幼いころ、本で得た受け売りの知識だが……ジークの持つ琥珀の瞳は、この世界では珍しい『希少種』とされており、探さんとする者もそう少なくないらしい。

 守らなければと思った。
 兄であるおれが、可愛い弟を守るのは当然だ。おれはこれまで──ジークが人の目に留まることが無いよう、細心の注意を払ってきた。王宮から遠い貧困街で暮らし、徹底して弟を外へ出さない。弟の存在を認知しているのはおれだけでいい。アイツの全てを理解し、無償の愛を与えてやれるのはおれしか居ないと──そう思って、ずっと生きていた。
仕事を終えてすぐ。トマトスープの材料を買うべく、大通りにやってくるまでは。


(これは……)


 地面に落ちていた、黒いハンチング帽。風に煽られながらも、それは懸命に地面で静止していた。やけに見慣れた帽子を前に、おれは忽ち表情を変える。

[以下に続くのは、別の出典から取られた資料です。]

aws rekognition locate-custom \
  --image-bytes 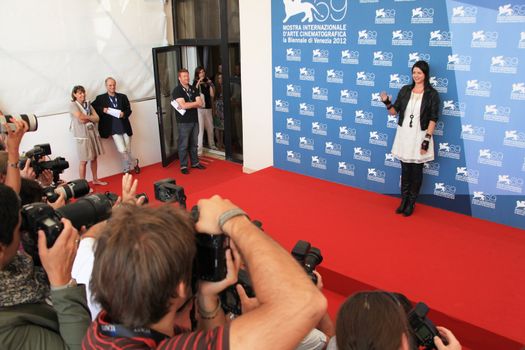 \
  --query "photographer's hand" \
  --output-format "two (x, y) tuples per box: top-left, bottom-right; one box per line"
(434, 326), (461, 350)
(38, 219), (80, 287)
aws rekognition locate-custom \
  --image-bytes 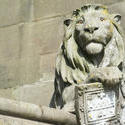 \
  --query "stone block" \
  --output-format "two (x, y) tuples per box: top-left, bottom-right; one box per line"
(34, 0), (82, 20)
(12, 80), (54, 106)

 嫌な予感が背筋をなぞった。呼吸のリズムが乱れていった。
 全速力で駆け出したおれは、只ひたすらに家を目指した。そして──漸くたどり着いた時。もぬけの殻となった『そこ』をみて……おれは盛大に嘔吐した。


「う゛えっ……は、あ」


 弟が……弟がさらわれた。
 あれ程「家から出るな」と言っておいたのに。あれ程大切に育ててきたのに。今、おれの知らないところで弟が『赤の他人』と同じ空間にいると思うと、吐き気がして仕方がない。胃がむかむかして、熱くて、苦しい。


「ジーク……ジークを探さないと」


 おれは口元を手で拭うと、徐ろに外へ向かった。
 誰がおれの弟に手を出したのか、大方見当はついている。『目の価値』を知っている人間など、せいぜい身分の高い者か、本に興味関心があるやつくらいだ。


「待ってろジーク、直ぐにおれが助けてやる。絶対に一人にさせないからな」


 その心中にあるのは、弟を思う純粋な心配か、或いは──執着か。
 家を後にする男の背中は、怒りと嫉妬に満ちていた。